Fredrik Eklund

Fredrik thinks that real estate can make you go crazy -- and the thinks that might have already happend to Luis.

on Jun 11, 2013

I always say: the highs are high and the lows are low. The roller coaster is extremely stressful for all of us. The high when you make a deal is incredible, and you feel like the master of the universe -- or an Olympian. The contract is signed by the buyer! HIGH-KICK! You tell everyone in your family about this accomplishment and even get a standing applaud in the office by your colleagues who commend you for this big deal so early in your career -- only to get a text message from the seller the morning after that he is not countersigning, and in fact isn't selling at all anymore. The low! His plans have changed and he is taking the property off the market immediately. And you fall deep down into a hole of darkness. . .

Now, these bumps create a lot of frustration, and in some cases anger. A friend of mine (one of the biggest downtown brokers) told me once: the problem with being a real estate agent is that you are always someone's bitch. Is he right? I guess it depends on how you look at it, and how you define being someone's bitch. I choose to see it differently. I am a servant of my clients. Always. If you want to beat a client that treated you badly, just don't. The client IS in fact always right (even when he or she isn't) and you are working for him or her. Don't forget that. Bite it together, listen, say you are sorry and don't show your emotions to the client. Take a cold shower, eat some ice cream, or do a high-kick by yourself in a dark alley and you will feel better. But whatever you do, don't lose a client. If you disagree, don't be in real estate.

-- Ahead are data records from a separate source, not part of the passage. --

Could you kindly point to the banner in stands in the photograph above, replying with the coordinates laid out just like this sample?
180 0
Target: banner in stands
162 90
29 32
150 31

Fight for your deals to happen, work tirelessly and aggressively and never give up. BUT, try doing it without emotions. When you know your worth, and that you are loved, that you are good at what you do, that the future is bright, that the world is a lot bigger than this particular deal and does not depend on it, then it is easier -- and healthier -- to see the deal for what it is: a deal. One of thousands in your long career. You can afford to lose one, as long as you learn from it, and keep the client happy.